We can also look at the expression matrix of this immune gene set by PCA. In fact, it is difficult to distinguish the global expression matrix after high and low grouping, but there is no problem in the small expression matrix of this immune gene set, as shown below:
library("FactoMineR") #These two packages need to be loaded to draw the principal component analysis diagram
library("factoextra")
dat.pca <- PCA(as.data.frame(t(dat[cg,])) )
fviz_pca_ind(dat.pca,
geom.ind = "point", # show points only (nbut not "text")

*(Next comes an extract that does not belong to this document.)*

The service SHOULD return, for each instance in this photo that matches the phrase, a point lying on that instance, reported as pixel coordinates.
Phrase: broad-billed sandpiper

col.ind = group_list, # color by groups
addEllipses = T,
legend.title = "Groups"
)
Clearly visible boundaries of the two groups:
Clear difference boundary between the two groups of high and low immunity
About step1 output Rdata this file
The above code loads step1 - output Rdata is a file. Here is how to make this file. The code is as follows:
rm(list = ls()) ## Magic operation, one key emptying~
options(stringsAsFactors = F)
library(AnnoProbe)
library(GEOquery)
gset <- geoChina("GSE58812")
gset
gset[[1]]
a=gset[[1]] #
dat=exprs(a) #Now we need to know that expa is an object through the description of this function
dim(dat)#Look at the dimension of dat matrix
# GPL570 [HG-U133_Plus_2] Affymetrix Human Genome U133 Plus 2.0 Array
dat[1:4,1:4] #Look at dat the 1 to 4 rows and 1 to 4 columns of this matrix. The row before the comma and the column after the comma
boxplot(dat[,1:4],las=2)
dat=log2(dat)
boxplot(dat[,1:4],las=2)
library(limma)
dat=normalizeBetweenArrays(dat)
boxplot(dat[,1:4],las=2)
pd=pData(a)
#By looking at the instruction manual, you can know to take the clinical information in object a and use pData
## Select some clinical phenotypes of interest.
library(stringr)
table(pd$`meta:ch1`)
group_list= ifelse(pd$`meta:ch1` == '0' ,'stable','meta')
table(group_list)
dat[1:4,1:4]
dim(dat)
a
ids=idmap('GPL570','soft')
head(ids)
ids=ids[ids$symbol != '',]
dat=dat[rownames(dat) %in% ids$ID,]
ids=ids[match(rownames(dat),ids$ID),]
head(ids)
colnames(ids)=c('probe_id','symbol')
ids$probe_id=as.character(ids$probe_id)
rownames(dat)=ids$probe_id
dat[1:4,1:4]
ids=ids[ids$probe_id %in% rownames(dat),]
dat[1:4,1:4]
dat=dat[ids$probe_id,]
ids$median=apply(dat,1,median) #ids creates a new column called media. At the same time, it operates the dat matrix by row, takes the median of each row, and gives the result to each row of the column media
ids=ids[order(ids$symbol,ids$median,decreasing = T),]#Sort ids$symbol according to the order of ids$median from large to small, and assign the corresponding row as a new ids
ids=ids[!duplicated(ids$symbol),]#Take out the duplicate item from the symbol column, '!' If it is no, that is, take out the non duplicate items, remove the duplicate gene, and retain the maximum expression result of each gene s
dat=dat[ids$probe_id,] #Remove the probe from the new ids_ In the column ID, the dat is formed into a new dat according to each row in the extracted column
rownames(dat)=ids$symbol#Give each row in the symbol column of ids to dat as the row name of dat
dat[1:4,1:4] #Keep the information of the first occurrence of each gene ID
dat['ACTB',]
dat['GAPDH',]
save(dat,group_list,
file = 'step1-output.Rdata')
If you really think my tutorial is helpful to your scientific research project and makes you enlightened, or your project uses a lot of my skills, please add a short thank you when publishing your achievements in the future, as shown below:
We thank Dr.Jianming Zeng(University of Macau), and all the members of his bioinformatics team, biotrainee, for generously sharing their experience and codes.
If I have traveled around the world in universities and research institutes (including Chinese mainland) in ten years, I will give priority to seeing you if you have such a friendship.